Tínhamos a incorporação de Sete Encruzilhadas na linha de Oxalá, Exu Marabô na linha de Oxossi, Gira Mundo na linha de Xangô, Exu Caveira na linha de Obaluaiê, Exu do Lodo na linha de nanã, mas não existia nenhum guia que atuava na linha de Ogum que, já naquela época, era sabido que "comandava" a linha de todos os Exus. Na década de 1940, porém, de forma massificada (vários terreiros espalhados pelo Brasil todo de uma só vez) surgiu o primeiro Exu que atuava sob a regência de Ogum e, de forma bastante escancarada, trazia aos terreiros o trabalho de manipulação de Magia. Esta linha se denominava Tranca Ruas.

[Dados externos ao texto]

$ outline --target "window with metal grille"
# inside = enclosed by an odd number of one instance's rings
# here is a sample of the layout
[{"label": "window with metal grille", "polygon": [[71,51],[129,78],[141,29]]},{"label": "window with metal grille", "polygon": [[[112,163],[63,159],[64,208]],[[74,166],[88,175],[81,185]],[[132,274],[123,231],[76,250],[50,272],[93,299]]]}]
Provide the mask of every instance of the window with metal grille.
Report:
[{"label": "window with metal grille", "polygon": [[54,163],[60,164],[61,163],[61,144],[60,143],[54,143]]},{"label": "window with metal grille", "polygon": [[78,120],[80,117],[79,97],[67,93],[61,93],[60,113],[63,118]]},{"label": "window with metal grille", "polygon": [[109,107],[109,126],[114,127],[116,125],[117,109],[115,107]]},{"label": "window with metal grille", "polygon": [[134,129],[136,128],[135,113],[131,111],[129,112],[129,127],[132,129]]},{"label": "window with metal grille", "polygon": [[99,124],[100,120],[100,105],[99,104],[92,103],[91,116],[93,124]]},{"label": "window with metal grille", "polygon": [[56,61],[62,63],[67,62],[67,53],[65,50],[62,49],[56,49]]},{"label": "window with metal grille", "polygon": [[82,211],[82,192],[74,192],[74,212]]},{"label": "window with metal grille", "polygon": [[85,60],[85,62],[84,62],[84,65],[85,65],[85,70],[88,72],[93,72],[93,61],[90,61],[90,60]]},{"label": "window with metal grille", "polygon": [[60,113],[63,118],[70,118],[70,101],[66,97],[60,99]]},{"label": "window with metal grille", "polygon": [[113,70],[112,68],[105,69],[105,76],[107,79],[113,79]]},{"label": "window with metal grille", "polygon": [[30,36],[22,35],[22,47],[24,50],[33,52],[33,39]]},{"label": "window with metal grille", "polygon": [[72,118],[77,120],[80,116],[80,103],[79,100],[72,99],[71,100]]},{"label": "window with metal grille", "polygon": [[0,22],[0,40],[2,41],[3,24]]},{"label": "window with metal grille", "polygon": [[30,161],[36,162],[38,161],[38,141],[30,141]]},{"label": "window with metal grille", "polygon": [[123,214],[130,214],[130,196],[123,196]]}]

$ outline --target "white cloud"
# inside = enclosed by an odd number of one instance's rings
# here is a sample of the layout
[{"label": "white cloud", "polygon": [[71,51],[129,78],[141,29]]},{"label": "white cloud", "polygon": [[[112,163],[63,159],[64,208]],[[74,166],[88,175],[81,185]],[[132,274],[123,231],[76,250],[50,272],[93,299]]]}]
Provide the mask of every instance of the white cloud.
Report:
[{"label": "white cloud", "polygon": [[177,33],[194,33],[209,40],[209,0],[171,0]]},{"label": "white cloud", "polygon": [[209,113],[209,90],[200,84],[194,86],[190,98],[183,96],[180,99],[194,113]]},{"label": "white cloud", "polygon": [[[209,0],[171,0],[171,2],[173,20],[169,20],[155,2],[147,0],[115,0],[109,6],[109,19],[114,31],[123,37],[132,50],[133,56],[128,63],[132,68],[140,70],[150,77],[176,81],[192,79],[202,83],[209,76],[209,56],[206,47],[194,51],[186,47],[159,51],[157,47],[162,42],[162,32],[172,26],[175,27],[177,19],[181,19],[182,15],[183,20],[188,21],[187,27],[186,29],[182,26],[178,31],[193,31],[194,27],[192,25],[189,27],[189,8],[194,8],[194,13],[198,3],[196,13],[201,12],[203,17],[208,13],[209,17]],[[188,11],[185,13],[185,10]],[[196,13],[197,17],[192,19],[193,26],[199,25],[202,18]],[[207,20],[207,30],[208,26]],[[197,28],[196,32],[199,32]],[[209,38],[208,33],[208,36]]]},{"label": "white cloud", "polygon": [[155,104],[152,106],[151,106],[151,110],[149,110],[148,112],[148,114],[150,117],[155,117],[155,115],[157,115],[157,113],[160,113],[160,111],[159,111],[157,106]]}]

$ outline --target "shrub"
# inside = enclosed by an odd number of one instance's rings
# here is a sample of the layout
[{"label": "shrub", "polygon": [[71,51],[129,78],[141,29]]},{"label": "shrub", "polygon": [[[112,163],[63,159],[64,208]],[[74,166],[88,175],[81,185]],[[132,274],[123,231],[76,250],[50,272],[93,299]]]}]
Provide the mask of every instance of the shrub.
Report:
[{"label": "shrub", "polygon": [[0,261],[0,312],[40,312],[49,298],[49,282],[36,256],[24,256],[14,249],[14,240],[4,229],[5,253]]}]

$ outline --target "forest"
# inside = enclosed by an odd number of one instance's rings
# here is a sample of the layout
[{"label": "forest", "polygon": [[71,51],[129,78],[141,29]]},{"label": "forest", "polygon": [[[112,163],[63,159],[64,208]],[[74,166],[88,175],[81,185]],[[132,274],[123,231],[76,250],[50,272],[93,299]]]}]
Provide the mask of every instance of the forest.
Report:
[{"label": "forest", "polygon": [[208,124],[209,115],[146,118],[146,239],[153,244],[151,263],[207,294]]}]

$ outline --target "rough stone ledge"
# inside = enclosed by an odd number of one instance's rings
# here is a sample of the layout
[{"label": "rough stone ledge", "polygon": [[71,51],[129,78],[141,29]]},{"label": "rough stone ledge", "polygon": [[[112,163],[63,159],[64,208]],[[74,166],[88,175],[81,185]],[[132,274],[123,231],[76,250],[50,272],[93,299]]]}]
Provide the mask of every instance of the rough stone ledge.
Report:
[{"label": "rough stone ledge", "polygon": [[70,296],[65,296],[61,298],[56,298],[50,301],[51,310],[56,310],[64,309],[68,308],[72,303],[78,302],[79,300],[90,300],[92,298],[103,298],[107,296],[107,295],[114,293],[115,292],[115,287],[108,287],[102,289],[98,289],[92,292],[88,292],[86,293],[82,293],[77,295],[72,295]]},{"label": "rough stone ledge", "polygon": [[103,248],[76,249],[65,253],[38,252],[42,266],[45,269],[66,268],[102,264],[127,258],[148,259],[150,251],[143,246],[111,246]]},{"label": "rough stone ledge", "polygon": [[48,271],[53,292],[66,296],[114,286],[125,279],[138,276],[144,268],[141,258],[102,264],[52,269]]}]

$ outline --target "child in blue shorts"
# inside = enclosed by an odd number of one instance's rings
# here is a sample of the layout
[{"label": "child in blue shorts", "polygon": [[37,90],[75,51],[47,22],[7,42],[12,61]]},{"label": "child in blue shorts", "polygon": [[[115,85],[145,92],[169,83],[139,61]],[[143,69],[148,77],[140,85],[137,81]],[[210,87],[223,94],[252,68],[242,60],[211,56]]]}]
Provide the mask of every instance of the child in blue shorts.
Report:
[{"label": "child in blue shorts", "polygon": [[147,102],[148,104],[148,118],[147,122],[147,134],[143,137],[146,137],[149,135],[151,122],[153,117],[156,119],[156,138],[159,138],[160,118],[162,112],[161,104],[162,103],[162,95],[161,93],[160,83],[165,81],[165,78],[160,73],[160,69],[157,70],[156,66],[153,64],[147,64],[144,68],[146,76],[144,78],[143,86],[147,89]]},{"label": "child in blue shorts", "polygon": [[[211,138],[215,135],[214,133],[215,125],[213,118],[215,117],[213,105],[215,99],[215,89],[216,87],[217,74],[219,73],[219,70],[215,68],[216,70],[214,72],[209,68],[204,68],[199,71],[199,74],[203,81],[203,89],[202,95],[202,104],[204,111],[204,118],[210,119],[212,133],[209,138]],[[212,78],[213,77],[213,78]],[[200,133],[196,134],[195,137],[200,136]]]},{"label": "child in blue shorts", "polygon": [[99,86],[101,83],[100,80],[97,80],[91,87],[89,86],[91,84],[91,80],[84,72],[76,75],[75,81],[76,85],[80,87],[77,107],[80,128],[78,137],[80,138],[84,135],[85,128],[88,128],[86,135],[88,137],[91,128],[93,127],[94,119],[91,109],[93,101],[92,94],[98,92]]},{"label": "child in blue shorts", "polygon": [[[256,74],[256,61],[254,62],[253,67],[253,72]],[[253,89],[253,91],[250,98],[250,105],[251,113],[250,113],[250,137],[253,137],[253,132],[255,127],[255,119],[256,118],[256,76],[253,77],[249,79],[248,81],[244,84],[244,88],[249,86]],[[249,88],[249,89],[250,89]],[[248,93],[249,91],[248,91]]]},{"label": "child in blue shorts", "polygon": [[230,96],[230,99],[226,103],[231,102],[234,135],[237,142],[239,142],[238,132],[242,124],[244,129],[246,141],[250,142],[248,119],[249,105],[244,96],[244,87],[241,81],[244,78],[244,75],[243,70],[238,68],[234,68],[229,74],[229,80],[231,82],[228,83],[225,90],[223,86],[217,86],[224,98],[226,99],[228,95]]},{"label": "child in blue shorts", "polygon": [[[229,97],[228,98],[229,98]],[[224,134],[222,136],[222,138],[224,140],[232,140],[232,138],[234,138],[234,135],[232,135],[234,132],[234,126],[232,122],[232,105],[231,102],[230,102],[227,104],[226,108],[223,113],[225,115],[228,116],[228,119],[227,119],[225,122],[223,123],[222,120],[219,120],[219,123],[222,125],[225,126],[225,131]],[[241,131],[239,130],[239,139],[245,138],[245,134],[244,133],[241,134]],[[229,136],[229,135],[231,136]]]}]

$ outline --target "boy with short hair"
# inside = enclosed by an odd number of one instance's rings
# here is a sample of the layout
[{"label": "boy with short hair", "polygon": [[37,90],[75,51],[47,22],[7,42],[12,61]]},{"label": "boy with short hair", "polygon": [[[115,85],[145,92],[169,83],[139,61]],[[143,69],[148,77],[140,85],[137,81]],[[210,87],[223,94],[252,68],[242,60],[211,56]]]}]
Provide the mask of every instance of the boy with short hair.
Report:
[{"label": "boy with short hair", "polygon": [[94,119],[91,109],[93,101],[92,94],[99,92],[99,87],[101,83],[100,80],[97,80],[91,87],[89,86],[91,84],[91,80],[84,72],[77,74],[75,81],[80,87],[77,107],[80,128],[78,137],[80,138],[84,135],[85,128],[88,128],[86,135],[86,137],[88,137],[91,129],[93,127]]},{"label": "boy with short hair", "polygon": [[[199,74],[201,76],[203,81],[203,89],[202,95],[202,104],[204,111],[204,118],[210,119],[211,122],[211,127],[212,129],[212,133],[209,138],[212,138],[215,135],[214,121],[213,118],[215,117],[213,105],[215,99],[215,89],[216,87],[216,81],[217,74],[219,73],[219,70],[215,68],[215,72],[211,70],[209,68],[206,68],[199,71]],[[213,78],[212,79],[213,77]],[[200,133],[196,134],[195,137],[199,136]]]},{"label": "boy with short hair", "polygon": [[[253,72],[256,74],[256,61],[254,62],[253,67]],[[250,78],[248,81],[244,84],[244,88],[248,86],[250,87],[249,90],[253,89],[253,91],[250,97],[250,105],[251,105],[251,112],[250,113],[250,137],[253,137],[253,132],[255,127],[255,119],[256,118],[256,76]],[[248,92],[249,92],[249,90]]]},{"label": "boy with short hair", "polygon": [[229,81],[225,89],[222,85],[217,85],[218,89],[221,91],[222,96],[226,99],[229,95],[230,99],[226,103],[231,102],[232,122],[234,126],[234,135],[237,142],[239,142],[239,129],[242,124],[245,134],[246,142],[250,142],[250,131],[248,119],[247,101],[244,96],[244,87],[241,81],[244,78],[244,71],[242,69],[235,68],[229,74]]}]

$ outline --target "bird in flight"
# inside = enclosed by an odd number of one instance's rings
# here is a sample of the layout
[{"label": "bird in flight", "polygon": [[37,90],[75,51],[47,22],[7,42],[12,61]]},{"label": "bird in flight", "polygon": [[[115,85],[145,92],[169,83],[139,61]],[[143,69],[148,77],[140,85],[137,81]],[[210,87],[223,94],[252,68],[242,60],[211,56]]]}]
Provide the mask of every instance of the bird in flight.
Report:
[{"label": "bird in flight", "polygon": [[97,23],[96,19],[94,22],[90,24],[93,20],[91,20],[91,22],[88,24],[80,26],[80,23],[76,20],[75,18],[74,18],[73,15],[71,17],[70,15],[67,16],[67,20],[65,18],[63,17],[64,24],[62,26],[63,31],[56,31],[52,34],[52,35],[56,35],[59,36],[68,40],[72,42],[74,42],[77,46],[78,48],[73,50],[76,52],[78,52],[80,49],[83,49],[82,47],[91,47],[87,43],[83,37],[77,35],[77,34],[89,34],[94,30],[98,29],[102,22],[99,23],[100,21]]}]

A apresentação de Tranca Ruas é um verdadeiro marco na história da Umbanda, pois chamou a atenção para seus trabalhos realmente incomuns na época, o que fazia com que os médiuns tivessem que estudar para aprender aquilo que estava sendo realizado. E esses rituais, que eram diversos, surgiam por Tranca Ruas, mas com a autorização do Plano Espiritual para tal. A vinda de Tranca Ruas e sua forma de trabalhar indicava que os médiuns estariam (ou deveriam estar) preparados para realizar trabalhos mais pesados, além das desobsessões já comuns à época. Foi com Tranca Ruas que o elemento fogo passou a ser utilizado durante os atendimentos aos assistidos e um ritual bastante utilizado até hoje foi criado, que é a Roda de Fogo. Sabe aquele assistido que precisa de um descarrego mais forte, e é colocado no meio de uma roda cercada de pólvora (fundanga)? Então, foi Tranca Ruas que nos apresentou esta prática, FUNDAMENTADA dentro da Lei Maior.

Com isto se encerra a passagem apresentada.